Toutefois, par un trait merveilleux de mon art,
Je crois que je pourrai retarder leur départ,
Et me donner le temps qui sera nécessaire
Pour tâcher de finir cette fameuse affaire.
Il s'est fait un grand vol; par qui? l'on n'en sait rien:
Eux autres rarement passent pour gens de bien;
Je veux adroitement, sur un soupçon frivole,
Faire pour quelques jours emprisonner ce drôle.
Je sais des officiers, de justice altérés,
Qui sont pour de tels coups de vrais délibérés;
Dessus[139] l'avide espoir de quelque paraguante[140]
Il n'est rien que leur art aveuglément ne tente;
Et du plus innocent toujours à leur profit
La bourse est criminelle, et paye son délit.

ACTE V

SCÈNE I.—MASCARILLE, ERGASTE.

MASCARILLE.

Ah! chien! ah! double chien! mâtine de cervelle!
Ta persécution sera-t-elle éternelle?

ERGASTE.

Par les soins vigilans de l'exempt Balafré
Ton affaire alloit bien, le drôle étoit coffré,
Si ton maître au moment ne fût venu lui-même,
En vrai désespéré, rompre ton stratagème:
«Je ne saurois souffrir, a-t-il dit hautement,
Qu'un honnête homme soit traîné honteusement;
J'en réponds sur sa mine, et je le cautionne.»
Et, comme on résistoit à lâcher sa personne,
D'abord il a chargé si bien sur les recors,
Qui sont gens d'ordinaire à craindre pour leur corps,
Qu'à l'heure que je parle ils sont encore en fuite,
Et pensent tous avoir un Lélie à leur suite.

MASCARILLE.

Le traître ne sait pas que cet Égyptien
Est déjà là-dedans pour lui ravir son bien.

ERGASTE.

Adieu.
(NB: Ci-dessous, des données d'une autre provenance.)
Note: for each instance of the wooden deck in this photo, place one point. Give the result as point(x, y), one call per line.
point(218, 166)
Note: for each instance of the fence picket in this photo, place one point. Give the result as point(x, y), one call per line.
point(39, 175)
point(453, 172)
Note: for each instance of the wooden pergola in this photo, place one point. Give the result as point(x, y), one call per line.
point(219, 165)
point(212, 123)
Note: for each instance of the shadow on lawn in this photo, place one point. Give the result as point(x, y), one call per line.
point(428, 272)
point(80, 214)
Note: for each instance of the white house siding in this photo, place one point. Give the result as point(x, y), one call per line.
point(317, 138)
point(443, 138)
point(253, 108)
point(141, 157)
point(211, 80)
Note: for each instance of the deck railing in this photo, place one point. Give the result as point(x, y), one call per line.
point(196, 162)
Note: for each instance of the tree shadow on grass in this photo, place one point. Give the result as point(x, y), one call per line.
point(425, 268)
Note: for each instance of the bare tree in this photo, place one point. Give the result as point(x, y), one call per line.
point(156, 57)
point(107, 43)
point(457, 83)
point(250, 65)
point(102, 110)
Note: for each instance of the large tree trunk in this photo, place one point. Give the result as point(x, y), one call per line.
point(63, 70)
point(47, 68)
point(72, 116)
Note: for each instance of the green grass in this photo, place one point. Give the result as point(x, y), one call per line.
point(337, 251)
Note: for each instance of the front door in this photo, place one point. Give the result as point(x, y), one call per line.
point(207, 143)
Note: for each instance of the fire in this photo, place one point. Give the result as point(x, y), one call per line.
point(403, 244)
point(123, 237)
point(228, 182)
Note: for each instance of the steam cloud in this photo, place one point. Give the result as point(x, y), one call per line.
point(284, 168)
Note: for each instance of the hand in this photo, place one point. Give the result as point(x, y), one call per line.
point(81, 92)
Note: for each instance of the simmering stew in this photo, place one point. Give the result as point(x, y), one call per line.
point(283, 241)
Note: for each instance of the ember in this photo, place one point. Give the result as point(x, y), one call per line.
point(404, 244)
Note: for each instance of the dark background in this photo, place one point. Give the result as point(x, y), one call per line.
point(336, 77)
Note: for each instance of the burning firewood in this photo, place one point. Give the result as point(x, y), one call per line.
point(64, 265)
Certaine affaire à te quitter m'oblige.

SCÈNE II.—MASCARILLE.

Oui, je suis stupéfait de ce dernier prodige.
On diroit (et pour moi j'en suis persuadé)
Que ce démon brouillon dont il est possédé
Se plaise à me braver, et me l'aille conduire
Partout où sa présence est capable de nuire.
Pourtant je veux poursuivre, et, malgré tous ces coups,
Voir qui l'emportera de ce diable ou de nous.
Célie est quelque peu de notre intelligence,
Et ne voit son départ qu'avecque répugnance.
Je tâche à profiter de cette occasion.
Mais ils viennent; songeons à l'exécution.
Cette maison meublée est en ma bienséance[141],
Je puis en disposer avec grande licence;
Si le sort nous en dit, tout sera bien réglé;
Nul que moi ne s'y tient, et j'en garde la clé.
O Dieu! qu'en peu de temps on a vu d'aventures,
Et qu'un fourbe est contraint de prendre de figures!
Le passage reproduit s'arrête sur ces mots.